ABSTRACT

This book is called Gender and the Organization but throughout it our analysis has been almost exclusively on feminist theory. We conclude the book with this brief postscript that aims to bring the gender of the title back in, that is, by emphasizing that the ideas in this book are aimed at management and organization studies more generally, not solely at feminist audiences or women only. In other words everyone is gendered, and therefore this book’s arguments apply to everyone regardless of their sex, and/or their views about feminist theory. Yet, we argued that not only have feminists helped us to rethink gender, they have indeed introduced the term itself and positioned it as an important topic in policy debates. This mainstreaming of gender and more recently of feminism itself, while far from being complete, would be a genuine cause for celebration if these were not equated and appropriated by neoliberal discourses of consumerism, and choice as an end in itself and a proxy for liberation, rather than as a means of emancipation of all, not just those who have an ability to buy things and experiences.
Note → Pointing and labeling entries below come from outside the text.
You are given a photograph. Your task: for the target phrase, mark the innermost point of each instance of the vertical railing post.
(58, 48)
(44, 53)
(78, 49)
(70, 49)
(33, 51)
To put it bluntly, if feminism and gender were not as Andi Zeisler aptly puts it, ‘ “translated neatly” … “in a time of tacit postfeminism” … into what could be called “empowertizing” – an advertizing tactic of lightly invoking feminism in acts of independent consuming’ (Zeisler, 2016:19), we would have cheered for its success in popular culture. We would have also cheered if feminism was not made synonymous with liberation that is ‘swelled with the self-obsession of the privileged but insecure’ (ibid.) women who must remain so to act as docile consumers in late capitalism.